In [None]:
import kagglehub
import pandas as pd

path = kagglehub.dataset_download("sulianova/cardiovascular-disease-dataset")
df = pd.read_csv(f"{path}/cardio_train.csv", sep=';')

df = df.drop(columns=["id"], errors="ignore")

print(df.head())

df_limpo = df[
    (df["age"] >= 10000) & (df["age"] <= 30000) &
    (df["height"] >= 120) & (df["height"] <= 220) &
    (df["weight"] >= 30) & (df["weight"] <= 200) &
    (df["ap_hi"] >= 90) & (df["ap_hi"] <= 250) &
    (df["ap_lo"] >= 60) & (df["ap_lo"] <= 150)
].copy()

df_limpo["age_years"] = (df_limpo["age"] / 365.25).astype(int)
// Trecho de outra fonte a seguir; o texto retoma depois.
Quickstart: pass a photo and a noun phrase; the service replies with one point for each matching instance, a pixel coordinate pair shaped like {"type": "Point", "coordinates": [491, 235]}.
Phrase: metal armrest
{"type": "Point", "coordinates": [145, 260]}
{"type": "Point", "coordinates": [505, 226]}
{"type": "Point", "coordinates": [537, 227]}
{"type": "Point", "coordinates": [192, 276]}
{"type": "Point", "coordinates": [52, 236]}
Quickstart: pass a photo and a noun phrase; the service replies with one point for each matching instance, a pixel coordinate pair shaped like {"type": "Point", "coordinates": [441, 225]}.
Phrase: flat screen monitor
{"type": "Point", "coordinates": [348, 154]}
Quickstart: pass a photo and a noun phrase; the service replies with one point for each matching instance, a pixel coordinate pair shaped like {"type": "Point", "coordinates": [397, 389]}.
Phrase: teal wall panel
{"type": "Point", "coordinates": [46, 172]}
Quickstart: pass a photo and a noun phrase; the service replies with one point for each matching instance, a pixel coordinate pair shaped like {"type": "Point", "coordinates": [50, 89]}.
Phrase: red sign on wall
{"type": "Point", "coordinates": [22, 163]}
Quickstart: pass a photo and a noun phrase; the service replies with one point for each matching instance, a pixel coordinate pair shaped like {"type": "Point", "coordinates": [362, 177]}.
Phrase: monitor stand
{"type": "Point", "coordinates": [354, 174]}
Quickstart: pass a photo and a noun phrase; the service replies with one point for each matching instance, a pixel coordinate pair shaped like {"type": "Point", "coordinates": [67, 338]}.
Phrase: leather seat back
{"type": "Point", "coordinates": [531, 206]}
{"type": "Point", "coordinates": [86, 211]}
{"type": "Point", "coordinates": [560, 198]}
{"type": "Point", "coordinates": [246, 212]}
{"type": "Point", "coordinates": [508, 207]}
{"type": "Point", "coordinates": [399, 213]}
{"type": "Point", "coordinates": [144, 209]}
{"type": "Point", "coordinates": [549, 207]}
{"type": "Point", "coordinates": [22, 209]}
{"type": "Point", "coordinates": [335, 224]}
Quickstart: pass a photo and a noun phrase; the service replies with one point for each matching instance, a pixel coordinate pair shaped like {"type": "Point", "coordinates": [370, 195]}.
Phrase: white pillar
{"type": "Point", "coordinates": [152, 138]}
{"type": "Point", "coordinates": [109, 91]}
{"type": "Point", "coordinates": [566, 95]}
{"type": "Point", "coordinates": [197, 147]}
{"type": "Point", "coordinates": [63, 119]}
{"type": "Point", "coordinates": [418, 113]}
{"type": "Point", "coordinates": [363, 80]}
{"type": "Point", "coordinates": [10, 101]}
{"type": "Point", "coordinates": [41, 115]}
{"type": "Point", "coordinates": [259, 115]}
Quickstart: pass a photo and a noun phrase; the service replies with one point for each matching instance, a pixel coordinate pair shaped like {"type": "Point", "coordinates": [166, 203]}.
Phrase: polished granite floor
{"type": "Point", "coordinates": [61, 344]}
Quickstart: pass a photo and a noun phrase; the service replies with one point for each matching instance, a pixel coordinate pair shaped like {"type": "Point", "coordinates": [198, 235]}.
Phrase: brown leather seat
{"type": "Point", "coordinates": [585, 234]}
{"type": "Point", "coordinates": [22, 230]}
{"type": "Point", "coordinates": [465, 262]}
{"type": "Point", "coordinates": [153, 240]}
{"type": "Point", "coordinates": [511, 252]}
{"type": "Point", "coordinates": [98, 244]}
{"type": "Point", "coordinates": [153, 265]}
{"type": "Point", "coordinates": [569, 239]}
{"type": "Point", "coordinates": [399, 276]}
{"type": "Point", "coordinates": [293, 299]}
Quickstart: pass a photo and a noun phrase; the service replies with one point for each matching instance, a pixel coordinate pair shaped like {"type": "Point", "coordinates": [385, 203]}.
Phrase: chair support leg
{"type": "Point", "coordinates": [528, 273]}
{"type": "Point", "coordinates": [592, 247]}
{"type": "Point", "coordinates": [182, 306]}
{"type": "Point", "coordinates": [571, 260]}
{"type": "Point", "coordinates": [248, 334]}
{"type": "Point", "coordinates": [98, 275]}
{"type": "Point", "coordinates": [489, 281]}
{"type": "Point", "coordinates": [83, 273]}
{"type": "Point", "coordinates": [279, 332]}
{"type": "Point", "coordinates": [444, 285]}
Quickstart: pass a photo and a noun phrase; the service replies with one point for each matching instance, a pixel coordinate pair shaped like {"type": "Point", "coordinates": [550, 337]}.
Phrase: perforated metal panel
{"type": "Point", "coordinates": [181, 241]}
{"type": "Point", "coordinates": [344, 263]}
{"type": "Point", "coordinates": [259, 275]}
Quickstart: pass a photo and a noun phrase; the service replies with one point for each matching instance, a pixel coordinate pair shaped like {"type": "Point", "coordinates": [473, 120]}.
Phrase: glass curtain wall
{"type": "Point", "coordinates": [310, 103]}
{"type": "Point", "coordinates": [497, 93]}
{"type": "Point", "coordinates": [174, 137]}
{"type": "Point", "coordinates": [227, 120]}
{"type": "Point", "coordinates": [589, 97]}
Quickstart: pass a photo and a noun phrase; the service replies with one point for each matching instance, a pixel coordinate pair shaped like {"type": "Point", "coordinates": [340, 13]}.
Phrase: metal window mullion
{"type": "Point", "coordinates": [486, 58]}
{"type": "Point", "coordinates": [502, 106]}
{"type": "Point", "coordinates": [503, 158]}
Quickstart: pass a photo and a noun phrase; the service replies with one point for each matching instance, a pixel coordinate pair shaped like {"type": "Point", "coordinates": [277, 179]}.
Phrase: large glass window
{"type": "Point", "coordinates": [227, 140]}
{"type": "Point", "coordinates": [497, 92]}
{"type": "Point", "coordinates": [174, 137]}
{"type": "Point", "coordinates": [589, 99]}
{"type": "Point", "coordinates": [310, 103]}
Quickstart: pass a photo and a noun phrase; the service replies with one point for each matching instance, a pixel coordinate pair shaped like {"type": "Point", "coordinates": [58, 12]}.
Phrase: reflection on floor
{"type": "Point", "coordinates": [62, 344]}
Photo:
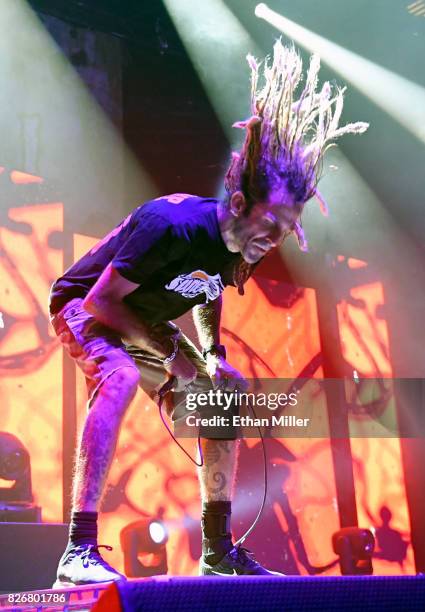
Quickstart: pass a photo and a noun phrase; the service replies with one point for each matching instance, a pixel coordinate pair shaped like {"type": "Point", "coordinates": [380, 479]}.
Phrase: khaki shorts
{"type": "Point", "coordinates": [99, 352]}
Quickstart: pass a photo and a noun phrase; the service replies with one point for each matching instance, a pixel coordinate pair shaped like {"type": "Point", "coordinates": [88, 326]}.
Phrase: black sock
{"type": "Point", "coordinates": [216, 535]}
{"type": "Point", "coordinates": [83, 528]}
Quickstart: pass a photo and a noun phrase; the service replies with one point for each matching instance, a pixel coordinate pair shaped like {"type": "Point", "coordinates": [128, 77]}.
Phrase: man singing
{"type": "Point", "coordinates": [113, 309]}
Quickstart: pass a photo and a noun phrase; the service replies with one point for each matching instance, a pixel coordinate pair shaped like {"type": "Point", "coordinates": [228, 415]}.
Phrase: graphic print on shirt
{"type": "Point", "coordinates": [194, 283]}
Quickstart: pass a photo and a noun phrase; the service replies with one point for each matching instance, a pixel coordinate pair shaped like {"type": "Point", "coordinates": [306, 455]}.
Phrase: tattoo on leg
{"type": "Point", "coordinates": [221, 480]}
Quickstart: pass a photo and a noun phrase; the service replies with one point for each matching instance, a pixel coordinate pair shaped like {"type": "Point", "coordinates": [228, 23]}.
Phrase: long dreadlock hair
{"type": "Point", "coordinates": [286, 137]}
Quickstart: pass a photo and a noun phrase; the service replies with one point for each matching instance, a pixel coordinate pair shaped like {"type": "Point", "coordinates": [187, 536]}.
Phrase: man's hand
{"type": "Point", "coordinates": [223, 375]}
{"type": "Point", "coordinates": [183, 369]}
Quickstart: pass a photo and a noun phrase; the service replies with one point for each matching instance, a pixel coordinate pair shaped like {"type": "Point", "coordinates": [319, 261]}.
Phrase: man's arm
{"type": "Point", "coordinates": [105, 303]}
{"type": "Point", "coordinates": [207, 322]}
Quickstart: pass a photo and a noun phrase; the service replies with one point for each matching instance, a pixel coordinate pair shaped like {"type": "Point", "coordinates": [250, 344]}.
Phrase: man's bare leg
{"type": "Point", "coordinates": [81, 562]}
{"type": "Point", "coordinates": [217, 477]}
{"type": "Point", "coordinates": [99, 438]}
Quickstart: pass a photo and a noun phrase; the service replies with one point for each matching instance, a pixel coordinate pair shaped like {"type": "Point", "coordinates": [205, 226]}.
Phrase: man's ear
{"type": "Point", "coordinates": [237, 203]}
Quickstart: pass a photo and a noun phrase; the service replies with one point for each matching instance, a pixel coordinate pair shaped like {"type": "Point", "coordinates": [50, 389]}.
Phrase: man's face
{"type": "Point", "coordinates": [266, 225]}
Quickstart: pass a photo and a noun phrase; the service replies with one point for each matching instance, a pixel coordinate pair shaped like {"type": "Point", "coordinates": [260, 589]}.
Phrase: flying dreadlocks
{"type": "Point", "coordinates": [286, 137]}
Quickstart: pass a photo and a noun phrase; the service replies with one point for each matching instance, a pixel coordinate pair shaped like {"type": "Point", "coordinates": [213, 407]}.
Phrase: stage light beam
{"type": "Point", "coordinates": [217, 45]}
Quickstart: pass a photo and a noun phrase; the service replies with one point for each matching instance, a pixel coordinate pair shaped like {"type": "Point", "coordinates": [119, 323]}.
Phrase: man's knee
{"type": "Point", "coordinates": [121, 386]}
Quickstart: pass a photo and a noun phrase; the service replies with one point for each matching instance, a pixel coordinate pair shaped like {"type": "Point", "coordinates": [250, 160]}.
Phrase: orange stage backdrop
{"type": "Point", "coordinates": [271, 332]}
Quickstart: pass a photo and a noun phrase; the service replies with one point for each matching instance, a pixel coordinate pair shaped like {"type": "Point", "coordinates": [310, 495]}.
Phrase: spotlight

X = df_limpo.drop(columns=["cardio"])
y = df_limpo["cardio"]

provavel_categoricas = ["gender", "cholesterol", "gluc", "smoke", "alco", "active"]

features_all = X.select_dtypes(include=["int64", "float64"]).columns.tolist()

features_bin = [col for col in features_all if col in provavel_categoricas]
features_cont = [col for col in features_all if col not in provavel_categoricas]

print(", ".join(features_cont))
print(", ".join(features_bin))

print("age_years   -> Idade em anos (convertida de 'age' em dias)")
print("height      -> Altura em centímetros")
print("weight      -> Peso em quilogramas")
print("ap_hi       -> Pressão arterial sistólica (máxima)")
print("ap_lo       -> Pressão arterial diastólica (mínima)")

print("gender      -> Sexo: 1 = homem, 2 = mulher")
print("cholesterol -> Nível de colesterol: 1 = normal, 2 = alto, 3 = muito alto")
print("gluc        -> Nível de glicose: 1 = normal, 2 = alto, 3 = muito alto")
print("smoke       -> Fumante: 0 = não, 1 = sim")
print("alco        -> Consome álcool: 0 = não, 1 = sim")
print("active      -> Fisicamente ativo: 0 = não, 1 = sim")

print("cardio      -> Presença de doença cardiovascular: 0 = não, 1 = sim")

In [None]:
import seaborn as sns
import matplotlib.pyplot as plt
import pandas as pd
from sklearn.decomposition import PCA
from sklearn.preprocessing import StandardScaler
from sklearn.neighbors import KNeighborsClassifier
import plotly.graph_objects as go
import numpy as np

sns.set_theme(style="darkgrid")

print("=== Bloco de Análise Exploratória ===\n")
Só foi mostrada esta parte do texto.